Des sondes portables pour traquer les tumeurs au bloc opératoire
En collaboration avec la société Forimtech et le CHU Vaudois, l’EPFL a co-développé deux sondes compactes, légères et sans fil, chargées de répondre à ces questions. La première est une version améliorée des sondes utilisées en chirurgie radioguidée (sonde Gamma). L’autre est d’un genre totalement nouveau (sonde Beta) : elle sert à détecter des parties infimes de tissu cancéreux. D’une taille de 20 centimètres et pesant 100 grammes à peine, ces sondes peuvent être aisément manipulées et insérées dans l’incision lors de l’intervention.

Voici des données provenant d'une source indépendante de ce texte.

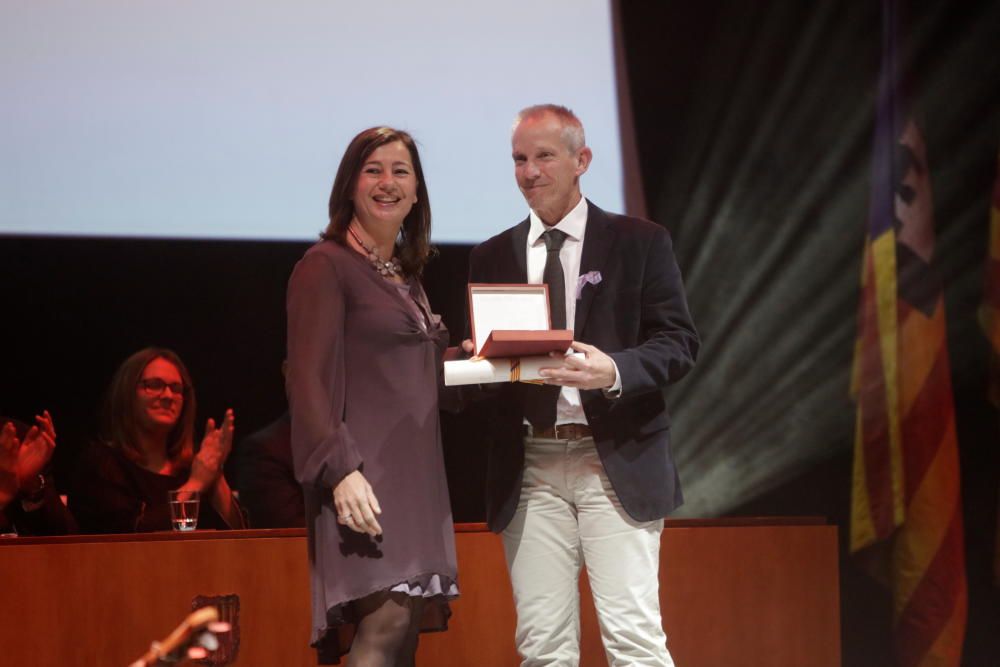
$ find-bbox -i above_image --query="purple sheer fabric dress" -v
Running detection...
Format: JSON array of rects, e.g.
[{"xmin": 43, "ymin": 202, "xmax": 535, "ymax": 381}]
[{"xmin": 286, "ymin": 240, "xmax": 458, "ymax": 663}]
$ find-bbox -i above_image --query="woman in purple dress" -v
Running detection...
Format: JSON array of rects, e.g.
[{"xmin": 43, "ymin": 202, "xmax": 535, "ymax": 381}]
[{"xmin": 286, "ymin": 127, "xmax": 458, "ymax": 665}]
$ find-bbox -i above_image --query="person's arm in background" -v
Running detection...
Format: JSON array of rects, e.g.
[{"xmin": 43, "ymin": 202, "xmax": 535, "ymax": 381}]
[
  {"xmin": 6, "ymin": 412, "xmax": 78, "ymax": 535},
  {"xmin": 179, "ymin": 409, "xmax": 246, "ymax": 529},
  {"xmin": 0, "ymin": 421, "xmax": 19, "ymax": 511}
]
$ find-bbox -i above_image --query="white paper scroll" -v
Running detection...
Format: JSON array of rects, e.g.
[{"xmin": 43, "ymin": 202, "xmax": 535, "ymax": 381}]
[{"xmin": 444, "ymin": 353, "xmax": 583, "ymax": 386}]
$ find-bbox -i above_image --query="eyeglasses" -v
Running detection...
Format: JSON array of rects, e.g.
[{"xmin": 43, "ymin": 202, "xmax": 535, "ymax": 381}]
[{"xmin": 137, "ymin": 378, "xmax": 186, "ymax": 397}]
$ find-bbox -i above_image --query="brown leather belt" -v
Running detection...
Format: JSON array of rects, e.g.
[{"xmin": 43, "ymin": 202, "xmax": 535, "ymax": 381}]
[{"xmin": 528, "ymin": 423, "xmax": 593, "ymax": 440}]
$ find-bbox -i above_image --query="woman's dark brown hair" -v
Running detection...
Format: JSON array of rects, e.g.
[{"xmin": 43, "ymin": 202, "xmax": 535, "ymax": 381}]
[
  {"xmin": 322, "ymin": 126, "xmax": 433, "ymax": 276},
  {"xmin": 102, "ymin": 347, "xmax": 196, "ymax": 469}
]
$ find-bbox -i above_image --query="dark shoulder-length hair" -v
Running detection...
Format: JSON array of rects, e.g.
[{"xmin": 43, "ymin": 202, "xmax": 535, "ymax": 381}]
[
  {"xmin": 321, "ymin": 126, "xmax": 434, "ymax": 276},
  {"xmin": 102, "ymin": 347, "xmax": 196, "ymax": 469}
]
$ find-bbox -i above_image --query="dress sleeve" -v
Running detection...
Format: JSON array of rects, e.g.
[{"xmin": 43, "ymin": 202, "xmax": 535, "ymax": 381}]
[{"xmin": 286, "ymin": 249, "xmax": 363, "ymax": 490}]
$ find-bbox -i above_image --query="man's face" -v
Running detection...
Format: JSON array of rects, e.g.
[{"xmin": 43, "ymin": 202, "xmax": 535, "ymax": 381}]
[{"xmin": 512, "ymin": 113, "xmax": 591, "ymax": 225}]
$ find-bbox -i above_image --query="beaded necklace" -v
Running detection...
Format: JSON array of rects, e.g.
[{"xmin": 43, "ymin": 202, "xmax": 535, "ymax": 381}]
[{"xmin": 349, "ymin": 225, "xmax": 403, "ymax": 278}]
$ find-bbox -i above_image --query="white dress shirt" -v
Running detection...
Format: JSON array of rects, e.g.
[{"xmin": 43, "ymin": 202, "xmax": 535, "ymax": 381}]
[{"xmin": 526, "ymin": 197, "xmax": 620, "ymax": 425}]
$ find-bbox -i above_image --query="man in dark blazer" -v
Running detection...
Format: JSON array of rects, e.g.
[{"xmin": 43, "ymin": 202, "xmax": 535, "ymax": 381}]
[
  {"xmin": 466, "ymin": 105, "xmax": 699, "ymax": 666},
  {"xmin": 233, "ymin": 411, "xmax": 304, "ymax": 528}
]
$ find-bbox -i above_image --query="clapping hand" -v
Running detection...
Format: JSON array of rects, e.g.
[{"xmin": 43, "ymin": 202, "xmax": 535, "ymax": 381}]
[
  {"xmin": 334, "ymin": 470, "xmax": 383, "ymax": 537},
  {"xmin": 16, "ymin": 410, "xmax": 57, "ymax": 489},
  {"xmin": 189, "ymin": 409, "xmax": 235, "ymax": 490}
]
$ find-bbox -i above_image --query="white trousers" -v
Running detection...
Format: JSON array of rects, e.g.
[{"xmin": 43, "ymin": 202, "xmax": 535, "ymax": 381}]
[{"xmin": 502, "ymin": 436, "xmax": 674, "ymax": 667}]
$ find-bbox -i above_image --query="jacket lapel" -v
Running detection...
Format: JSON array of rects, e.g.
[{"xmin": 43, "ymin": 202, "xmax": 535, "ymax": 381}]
[
  {"xmin": 507, "ymin": 217, "xmax": 530, "ymax": 282},
  {"xmin": 574, "ymin": 201, "xmax": 616, "ymax": 334}
]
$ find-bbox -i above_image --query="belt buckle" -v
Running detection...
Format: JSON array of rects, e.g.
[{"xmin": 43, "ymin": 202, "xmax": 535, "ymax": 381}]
[
  {"xmin": 527, "ymin": 423, "xmax": 588, "ymax": 440},
  {"xmin": 555, "ymin": 423, "xmax": 587, "ymax": 440}
]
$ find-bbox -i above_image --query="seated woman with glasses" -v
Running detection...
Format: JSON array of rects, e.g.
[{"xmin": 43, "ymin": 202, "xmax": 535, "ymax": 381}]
[{"xmin": 70, "ymin": 347, "xmax": 246, "ymax": 533}]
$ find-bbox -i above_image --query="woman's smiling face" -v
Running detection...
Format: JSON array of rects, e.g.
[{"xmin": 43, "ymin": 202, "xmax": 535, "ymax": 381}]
[
  {"xmin": 135, "ymin": 356, "xmax": 185, "ymax": 434},
  {"xmin": 352, "ymin": 140, "xmax": 418, "ymax": 229}
]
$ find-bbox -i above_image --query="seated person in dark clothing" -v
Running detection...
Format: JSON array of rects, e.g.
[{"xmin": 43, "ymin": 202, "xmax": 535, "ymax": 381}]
[
  {"xmin": 1, "ymin": 412, "xmax": 78, "ymax": 535},
  {"xmin": 234, "ymin": 410, "xmax": 303, "ymax": 528},
  {"xmin": 233, "ymin": 361, "xmax": 305, "ymax": 528},
  {"xmin": 0, "ymin": 422, "xmax": 15, "ymax": 511},
  {"xmin": 70, "ymin": 347, "xmax": 246, "ymax": 533}
]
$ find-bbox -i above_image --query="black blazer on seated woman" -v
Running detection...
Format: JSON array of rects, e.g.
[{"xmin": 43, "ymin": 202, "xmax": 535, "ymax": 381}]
[{"xmin": 70, "ymin": 442, "xmax": 234, "ymax": 534}]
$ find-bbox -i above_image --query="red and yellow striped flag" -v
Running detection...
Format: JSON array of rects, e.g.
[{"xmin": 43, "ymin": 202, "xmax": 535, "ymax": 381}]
[{"xmin": 850, "ymin": 2, "xmax": 967, "ymax": 664}]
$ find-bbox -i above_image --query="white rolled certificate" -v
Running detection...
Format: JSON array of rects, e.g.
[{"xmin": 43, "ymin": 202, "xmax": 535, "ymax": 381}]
[{"xmin": 443, "ymin": 353, "xmax": 582, "ymax": 386}]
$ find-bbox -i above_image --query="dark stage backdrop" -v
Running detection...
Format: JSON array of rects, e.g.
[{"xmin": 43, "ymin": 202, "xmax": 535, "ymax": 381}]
[
  {"xmin": 619, "ymin": 1, "xmax": 999, "ymax": 665},
  {"xmin": 2, "ymin": 0, "xmax": 998, "ymax": 664}
]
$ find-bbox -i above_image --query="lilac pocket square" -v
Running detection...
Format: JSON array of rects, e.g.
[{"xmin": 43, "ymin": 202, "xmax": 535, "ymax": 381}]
[{"xmin": 576, "ymin": 270, "xmax": 602, "ymax": 299}]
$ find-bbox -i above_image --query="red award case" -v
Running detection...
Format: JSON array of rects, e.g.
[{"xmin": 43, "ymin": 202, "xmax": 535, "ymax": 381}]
[{"xmin": 468, "ymin": 283, "xmax": 573, "ymax": 358}]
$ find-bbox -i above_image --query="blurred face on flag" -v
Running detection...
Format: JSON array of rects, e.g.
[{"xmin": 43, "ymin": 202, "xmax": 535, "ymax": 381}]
[{"xmin": 895, "ymin": 119, "xmax": 934, "ymax": 264}]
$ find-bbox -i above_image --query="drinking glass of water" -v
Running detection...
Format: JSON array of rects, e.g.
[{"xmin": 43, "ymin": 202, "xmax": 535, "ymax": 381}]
[{"xmin": 168, "ymin": 489, "xmax": 200, "ymax": 532}]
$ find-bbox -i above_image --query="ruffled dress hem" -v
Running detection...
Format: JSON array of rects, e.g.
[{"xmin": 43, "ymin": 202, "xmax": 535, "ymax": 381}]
[{"xmin": 313, "ymin": 572, "xmax": 459, "ymax": 665}]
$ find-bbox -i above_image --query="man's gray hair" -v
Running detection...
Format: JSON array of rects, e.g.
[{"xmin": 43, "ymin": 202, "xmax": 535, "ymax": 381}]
[{"xmin": 513, "ymin": 104, "xmax": 586, "ymax": 153}]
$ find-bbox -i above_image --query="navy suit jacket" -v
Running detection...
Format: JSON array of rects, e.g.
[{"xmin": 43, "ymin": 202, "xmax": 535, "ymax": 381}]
[
  {"xmin": 233, "ymin": 411, "xmax": 305, "ymax": 529},
  {"xmin": 468, "ymin": 201, "xmax": 700, "ymax": 532}
]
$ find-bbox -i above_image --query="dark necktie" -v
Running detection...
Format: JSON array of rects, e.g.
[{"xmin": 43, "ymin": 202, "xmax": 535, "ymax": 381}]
[
  {"xmin": 524, "ymin": 228, "xmax": 568, "ymax": 430},
  {"xmin": 542, "ymin": 229, "xmax": 567, "ymax": 330}
]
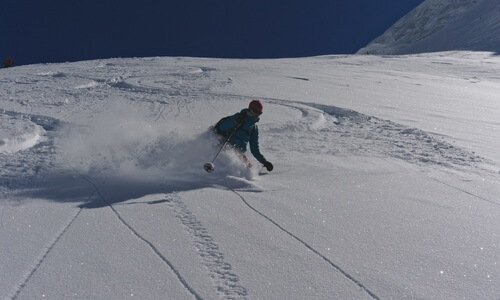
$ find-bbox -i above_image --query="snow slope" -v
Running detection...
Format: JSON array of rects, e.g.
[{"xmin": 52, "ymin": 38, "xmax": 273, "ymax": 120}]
[
  {"xmin": 1, "ymin": 53, "xmax": 499, "ymax": 299},
  {"xmin": 357, "ymin": 0, "xmax": 500, "ymax": 55}
]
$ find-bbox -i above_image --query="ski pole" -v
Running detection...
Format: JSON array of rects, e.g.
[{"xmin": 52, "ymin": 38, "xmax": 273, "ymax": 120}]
[{"xmin": 204, "ymin": 121, "xmax": 244, "ymax": 173}]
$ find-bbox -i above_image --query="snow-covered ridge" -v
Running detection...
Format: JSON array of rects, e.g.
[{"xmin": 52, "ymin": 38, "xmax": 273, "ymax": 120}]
[{"xmin": 357, "ymin": 0, "xmax": 500, "ymax": 54}]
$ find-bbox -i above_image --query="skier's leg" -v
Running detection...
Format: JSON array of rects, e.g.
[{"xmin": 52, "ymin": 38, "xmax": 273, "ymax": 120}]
[
  {"xmin": 231, "ymin": 147, "xmax": 252, "ymax": 168},
  {"xmin": 241, "ymin": 154, "xmax": 252, "ymax": 168}
]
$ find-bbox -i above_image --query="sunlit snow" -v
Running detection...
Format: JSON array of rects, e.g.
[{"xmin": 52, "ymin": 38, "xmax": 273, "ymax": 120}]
[
  {"xmin": 1, "ymin": 1, "xmax": 500, "ymax": 297},
  {"xmin": 1, "ymin": 51, "xmax": 498, "ymax": 299}
]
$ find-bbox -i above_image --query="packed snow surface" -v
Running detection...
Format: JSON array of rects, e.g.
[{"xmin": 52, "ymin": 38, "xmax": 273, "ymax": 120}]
[{"xmin": 1, "ymin": 52, "xmax": 499, "ymax": 299}]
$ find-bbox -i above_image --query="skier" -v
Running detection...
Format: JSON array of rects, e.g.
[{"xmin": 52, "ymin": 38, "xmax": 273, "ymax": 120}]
[
  {"xmin": 213, "ymin": 100, "xmax": 273, "ymax": 172},
  {"xmin": 3, "ymin": 57, "xmax": 13, "ymax": 68}
]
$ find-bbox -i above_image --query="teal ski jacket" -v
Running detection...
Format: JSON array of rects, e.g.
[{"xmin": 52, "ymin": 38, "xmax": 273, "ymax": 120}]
[{"xmin": 215, "ymin": 109, "xmax": 266, "ymax": 164}]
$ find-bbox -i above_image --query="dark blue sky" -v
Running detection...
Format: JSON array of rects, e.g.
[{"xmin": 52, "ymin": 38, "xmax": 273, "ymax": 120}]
[{"xmin": 3, "ymin": 0, "xmax": 424, "ymax": 66}]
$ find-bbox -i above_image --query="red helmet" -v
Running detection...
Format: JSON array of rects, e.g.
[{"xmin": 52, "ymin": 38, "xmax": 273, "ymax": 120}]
[{"xmin": 249, "ymin": 100, "xmax": 263, "ymax": 115}]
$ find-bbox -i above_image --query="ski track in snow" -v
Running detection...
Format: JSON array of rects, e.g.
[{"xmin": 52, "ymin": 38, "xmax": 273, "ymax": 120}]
[
  {"xmin": 60, "ymin": 158, "xmax": 204, "ymax": 300},
  {"xmin": 430, "ymin": 177, "xmax": 499, "ymax": 206},
  {"xmin": 165, "ymin": 193, "xmax": 248, "ymax": 300},
  {"xmin": 260, "ymin": 98, "xmax": 485, "ymax": 173},
  {"xmin": 10, "ymin": 208, "xmax": 83, "ymax": 300},
  {"xmin": 1, "ymin": 60, "xmax": 488, "ymax": 193},
  {"xmin": 224, "ymin": 182, "xmax": 380, "ymax": 300},
  {"xmin": 102, "ymin": 201, "xmax": 203, "ymax": 300},
  {"xmin": 386, "ymin": 158, "xmax": 500, "ymax": 206},
  {"xmin": 2, "ymin": 56, "xmax": 499, "ymax": 298},
  {"xmin": 9, "ymin": 179, "xmax": 101, "ymax": 299}
]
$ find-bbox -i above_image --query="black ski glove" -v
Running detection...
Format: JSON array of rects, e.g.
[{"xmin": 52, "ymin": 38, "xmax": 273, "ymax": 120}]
[{"xmin": 263, "ymin": 161, "xmax": 274, "ymax": 172}]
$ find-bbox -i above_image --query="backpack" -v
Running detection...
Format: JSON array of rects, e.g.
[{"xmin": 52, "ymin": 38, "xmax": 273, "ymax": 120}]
[{"xmin": 214, "ymin": 112, "xmax": 255, "ymax": 137}]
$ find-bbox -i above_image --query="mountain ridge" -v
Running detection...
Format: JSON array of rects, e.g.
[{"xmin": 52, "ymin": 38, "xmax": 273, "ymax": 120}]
[{"xmin": 357, "ymin": 0, "xmax": 500, "ymax": 55}]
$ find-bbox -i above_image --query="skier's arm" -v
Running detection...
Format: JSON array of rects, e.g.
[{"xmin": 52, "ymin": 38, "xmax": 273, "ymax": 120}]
[{"xmin": 249, "ymin": 126, "xmax": 266, "ymax": 164}]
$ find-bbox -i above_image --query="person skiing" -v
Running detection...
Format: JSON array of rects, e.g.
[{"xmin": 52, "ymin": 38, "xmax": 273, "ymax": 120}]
[
  {"xmin": 3, "ymin": 57, "xmax": 13, "ymax": 68},
  {"xmin": 213, "ymin": 100, "xmax": 273, "ymax": 171}
]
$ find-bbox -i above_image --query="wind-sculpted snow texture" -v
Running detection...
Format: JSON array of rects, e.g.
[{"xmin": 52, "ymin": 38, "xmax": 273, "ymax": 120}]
[
  {"xmin": 0, "ymin": 54, "xmax": 499, "ymax": 299},
  {"xmin": 358, "ymin": 0, "xmax": 500, "ymax": 54}
]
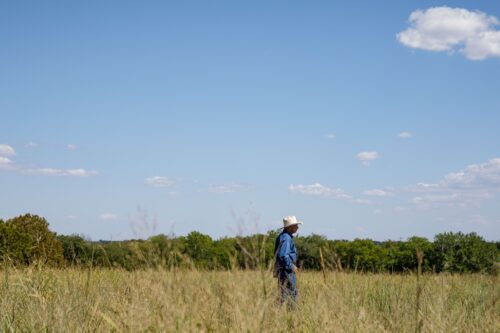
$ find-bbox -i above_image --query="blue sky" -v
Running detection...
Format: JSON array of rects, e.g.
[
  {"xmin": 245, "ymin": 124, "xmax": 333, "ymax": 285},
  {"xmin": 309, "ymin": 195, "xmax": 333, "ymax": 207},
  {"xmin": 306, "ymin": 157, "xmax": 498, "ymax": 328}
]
[{"xmin": 1, "ymin": 1, "xmax": 499, "ymax": 241}]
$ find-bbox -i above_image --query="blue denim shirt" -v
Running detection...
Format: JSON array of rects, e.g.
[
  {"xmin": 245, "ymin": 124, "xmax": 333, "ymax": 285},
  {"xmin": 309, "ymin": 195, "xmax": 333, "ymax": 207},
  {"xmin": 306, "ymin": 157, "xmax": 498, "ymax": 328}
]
[{"xmin": 274, "ymin": 231, "xmax": 297, "ymax": 272}]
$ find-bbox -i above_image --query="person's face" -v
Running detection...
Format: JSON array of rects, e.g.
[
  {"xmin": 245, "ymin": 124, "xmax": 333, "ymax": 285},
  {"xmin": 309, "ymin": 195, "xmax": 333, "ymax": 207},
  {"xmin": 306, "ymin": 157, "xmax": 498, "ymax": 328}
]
[{"xmin": 287, "ymin": 224, "xmax": 299, "ymax": 234}]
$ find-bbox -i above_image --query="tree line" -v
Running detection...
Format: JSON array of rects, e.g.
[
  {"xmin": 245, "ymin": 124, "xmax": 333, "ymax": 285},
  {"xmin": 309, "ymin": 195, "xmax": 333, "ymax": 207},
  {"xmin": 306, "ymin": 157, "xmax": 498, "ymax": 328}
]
[{"xmin": 1, "ymin": 214, "xmax": 498, "ymax": 273}]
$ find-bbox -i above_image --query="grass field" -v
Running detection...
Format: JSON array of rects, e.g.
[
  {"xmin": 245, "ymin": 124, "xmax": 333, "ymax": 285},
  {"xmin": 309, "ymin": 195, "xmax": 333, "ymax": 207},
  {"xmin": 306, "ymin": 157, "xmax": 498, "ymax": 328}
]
[{"xmin": 0, "ymin": 268, "xmax": 498, "ymax": 332}]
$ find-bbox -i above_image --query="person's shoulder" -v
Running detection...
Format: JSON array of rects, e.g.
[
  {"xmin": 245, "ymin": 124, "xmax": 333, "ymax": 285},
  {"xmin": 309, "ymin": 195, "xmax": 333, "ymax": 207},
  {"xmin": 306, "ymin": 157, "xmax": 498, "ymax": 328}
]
[{"xmin": 279, "ymin": 232, "xmax": 292, "ymax": 241}]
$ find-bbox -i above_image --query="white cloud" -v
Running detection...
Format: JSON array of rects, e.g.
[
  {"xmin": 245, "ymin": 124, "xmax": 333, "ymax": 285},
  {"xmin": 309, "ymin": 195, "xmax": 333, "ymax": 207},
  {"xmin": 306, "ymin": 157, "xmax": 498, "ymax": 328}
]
[
  {"xmin": 0, "ymin": 156, "xmax": 14, "ymax": 169},
  {"xmin": 356, "ymin": 151, "xmax": 379, "ymax": 166},
  {"xmin": 289, "ymin": 183, "xmax": 352, "ymax": 199},
  {"xmin": 0, "ymin": 144, "xmax": 98, "ymax": 177},
  {"xmin": 99, "ymin": 213, "xmax": 118, "ymax": 221},
  {"xmin": 416, "ymin": 182, "xmax": 439, "ymax": 189},
  {"xmin": 0, "ymin": 144, "xmax": 16, "ymax": 156},
  {"xmin": 208, "ymin": 183, "xmax": 248, "ymax": 193},
  {"xmin": 398, "ymin": 132, "xmax": 412, "ymax": 139},
  {"xmin": 25, "ymin": 168, "xmax": 98, "ymax": 177},
  {"xmin": 145, "ymin": 176, "xmax": 174, "ymax": 187},
  {"xmin": 25, "ymin": 142, "xmax": 39, "ymax": 149},
  {"xmin": 209, "ymin": 185, "xmax": 236, "ymax": 193},
  {"xmin": 289, "ymin": 183, "xmax": 373, "ymax": 205},
  {"xmin": 406, "ymin": 158, "xmax": 500, "ymax": 209},
  {"xmin": 397, "ymin": 6, "xmax": 500, "ymax": 60},
  {"xmin": 363, "ymin": 189, "xmax": 393, "ymax": 197},
  {"xmin": 352, "ymin": 198, "xmax": 371, "ymax": 205},
  {"xmin": 410, "ymin": 193, "xmax": 460, "ymax": 208},
  {"xmin": 66, "ymin": 144, "xmax": 78, "ymax": 150},
  {"xmin": 464, "ymin": 30, "xmax": 500, "ymax": 60},
  {"xmin": 443, "ymin": 158, "xmax": 500, "ymax": 189},
  {"xmin": 325, "ymin": 133, "xmax": 336, "ymax": 140}
]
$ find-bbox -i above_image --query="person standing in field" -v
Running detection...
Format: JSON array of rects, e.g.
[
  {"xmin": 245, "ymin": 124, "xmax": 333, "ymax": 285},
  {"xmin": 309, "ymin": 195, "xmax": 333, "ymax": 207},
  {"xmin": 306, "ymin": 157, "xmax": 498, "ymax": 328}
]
[{"xmin": 274, "ymin": 215, "xmax": 303, "ymax": 309}]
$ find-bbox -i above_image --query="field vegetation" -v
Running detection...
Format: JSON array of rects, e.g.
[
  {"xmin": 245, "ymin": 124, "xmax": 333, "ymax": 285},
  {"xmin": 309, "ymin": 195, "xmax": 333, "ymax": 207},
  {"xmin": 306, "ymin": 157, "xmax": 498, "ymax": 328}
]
[
  {"xmin": 1, "ymin": 214, "xmax": 499, "ymax": 332},
  {"xmin": 0, "ymin": 268, "xmax": 498, "ymax": 332}
]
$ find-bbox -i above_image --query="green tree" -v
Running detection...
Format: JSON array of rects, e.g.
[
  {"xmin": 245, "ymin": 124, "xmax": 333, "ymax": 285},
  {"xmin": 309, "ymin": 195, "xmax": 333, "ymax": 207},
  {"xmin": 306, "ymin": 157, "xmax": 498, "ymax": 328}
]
[
  {"xmin": 434, "ymin": 232, "xmax": 497, "ymax": 273},
  {"xmin": 1, "ymin": 214, "xmax": 64, "ymax": 266},
  {"xmin": 345, "ymin": 239, "xmax": 387, "ymax": 272},
  {"xmin": 57, "ymin": 234, "xmax": 92, "ymax": 265},
  {"xmin": 213, "ymin": 237, "xmax": 237, "ymax": 269},
  {"xmin": 383, "ymin": 237, "xmax": 433, "ymax": 272},
  {"xmin": 295, "ymin": 234, "xmax": 330, "ymax": 270},
  {"xmin": 185, "ymin": 231, "xmax": 215, "ymax": 268}
]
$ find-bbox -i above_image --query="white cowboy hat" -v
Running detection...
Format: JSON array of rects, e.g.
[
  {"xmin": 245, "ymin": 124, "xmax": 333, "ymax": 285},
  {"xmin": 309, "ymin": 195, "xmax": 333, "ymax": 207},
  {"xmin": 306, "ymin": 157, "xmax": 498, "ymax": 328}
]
[{"xmin": 282, "ymin": 216, "xmax": 304, "ymax": 228}]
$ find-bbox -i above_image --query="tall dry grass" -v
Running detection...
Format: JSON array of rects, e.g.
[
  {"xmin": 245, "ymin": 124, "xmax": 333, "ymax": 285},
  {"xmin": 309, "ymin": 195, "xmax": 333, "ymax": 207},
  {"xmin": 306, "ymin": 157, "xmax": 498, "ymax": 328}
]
[{"xmin": 0, "ymin": 267, "xmax": 498, "ymax": 332}]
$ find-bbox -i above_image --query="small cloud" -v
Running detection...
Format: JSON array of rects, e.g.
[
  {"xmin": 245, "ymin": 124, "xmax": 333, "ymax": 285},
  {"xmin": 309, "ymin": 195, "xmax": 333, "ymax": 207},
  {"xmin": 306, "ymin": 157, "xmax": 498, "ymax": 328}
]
[
  {"xmin": 0, "ymin": 156, "xmax": 14, "ymax": 169},
  {"xmin": 25, "ymin": 168, "xmax": 98, "ymax": 177},
  {"xmin": 410, "ymin": 193, "xmax": 460, "ymax": 209},
  {"xmin": 25, "ymin": 142, "xmax": 39, "ymax": 149},
  {"xmin": 288, "ymin": 183, "xmax": 372, "ymax": 205},
  {"xmin": 66, "ymin": 144, "xmax": 78, "ymax": 151},
  {"xmin": 356, "ymin": 151, "xmax": 379, "ymax": 166},
  {"xmin": 208, "ymin": 183, "xmax": 249, "ymax": 193},
  {"xmin": 99, "ymin": 213, "xmax": 118, "ymax": 221},
  {"xmin": 373, "ymin": 209, "xmax": 383, "ymax": 215},
  {"xmin": 397, "ymin": 6, "xmax": 500, "ymax": 60},
  {"xmin": 352, "ymin": 198, "xmax": 371, "ymax": 205},
  {"xmin": 416, "ymin": 182, "xmax": 439, "ymax": 189},
  {"xmin": 289, "ymin": 183, "xmax": 352, "ymax": 199},
  {"xmin": 0, "ymin": 144, "xmax": 16, "ymax": 156},
  {"xmin": 145, "ymin": 176, "xmax": 174, "ymax": 187},
  {"xmin": 209, "ymin": 185, "xmax": 236, "ymax": 193},
  {"xmin": 363, "ymin": 189, "xmax": 393, "ymax": 197},
  {"xmin": 398, "ymin": 132, "xmax": 412, "ymax": 139},
  {"xmin": 325, "ymin": 133, "xmax": 336, "ymax": 140}
]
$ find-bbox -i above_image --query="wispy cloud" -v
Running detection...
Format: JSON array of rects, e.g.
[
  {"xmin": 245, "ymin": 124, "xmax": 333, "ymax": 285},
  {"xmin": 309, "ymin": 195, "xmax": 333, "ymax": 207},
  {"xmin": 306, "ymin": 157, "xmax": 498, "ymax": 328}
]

A l’image d’un compteur Geiger, le système émet des signaux sonores qui guident les gestes du chirurgien. De quoi traquer avec précision des cibles souvent invisibles à l’œil nu. La sonde dite «Beta» introduit un concept innovant, basé sur la détection de particules. Elle peut signaler la présence d’infimes quantités de cellules cancéreuses de la tumeur principale. Après une ablation, le chirurgien utilise le dispositif pour traquer les derniers résidus de cancer. La sonde cherche en particulier des positons, des particules qui émanent de la substance traçante administrée préalablement au patient, et qui s’est accrochée aux cellules cancéreuses. Les positons ne peuvent traverser qu’1 millimètre de tissus. Leur présence indique dès lors que des cellules cancéreuses se trouvent dans l’environnement immédiat.
Avec la sonde Beta, les risques de complications et de dissémination de la maladie sont réduits. L’appareil autorise par ailleurs plus de précision pour les gestes chirurgicaux, préservant une grande partie des tissus sains.
Pour l’instant, le dispositif est encore en phase de tests cliniques. Une étude d’une durée de trois ans et portant sur 60 cas est en cours au CHUV, pour mesurer l’efficacité de cette technologie.
A la recherche des ganglions sentinelles et des métastases
Quant à la seconde sonde, elle ne détecte pas directement les cellules cancéreuses, mais sert à localiser le ganglion dit «sentinelle», situé près de la tumeur principale. Ce ganglion sert de relai aux cellules cancéreuses qui pourraient voyager dans le corps. Il doit donc être retiré et analysé par les médecins, afin de connaître le stade de la maladie et d’offrir le traitement le mieux adapté au patient. «Nous pouvons retirer uniquement le ganglion sentinelle. Si les analyses démontrent qu’il est sain, cela signifie que la tumeur ne s’est pas propagée», explique Maurice Matter, chirurgien au CHUV. Plus précise, légère et maniable que ses concurrentes actuelles, la sonde Gamma permet de repérer le ganglion sentinelle avec une plus grande rapidité.
La miniaturisation de l’électronique aux mains de l’EPFL
Dans le cas des deux sondes, les chercheurs de l’EPFL se sont chargés du design du dispositif, ainsi que de la miniaturisation de l’électronique. «Il fallait que le système soit assez robuste pour survivre aux méthodes de stérilisation», explique Edoardo Charbon, directeur du Laboratoire d’architecture quantique (AQUA). «La sonde est dotée d’une petite fenêtre à son extrémité, qui détecte les rayons gamma ou les positons émis par la substance injectée au patient. Un scintillateur convertit l’énergie des rayons en photons, qui sont à leur tour détectés par un capteur ultra-sensible».
Bénéficiant depuis mars 2015 de la marque CE, les sondes ont déjà été utilisées lors d’une trentaine d’opérations au CHUV. Dès cette année, elles seront également testées dans des hôpitaux de toute l’Europe.
Le projet s’inscrit dans le cadre d’un projet de la Commission pour la technologie et l’innovation (CTI). Il réunit l’expertise en détection de particules de Forimtech, dont les fondateurs sont issus du CERN, l’expertise clinique des spécialistes du CHUV, et les compétences en micro-électronique et en design de puce VLSI des chercheurs de l’EPFL.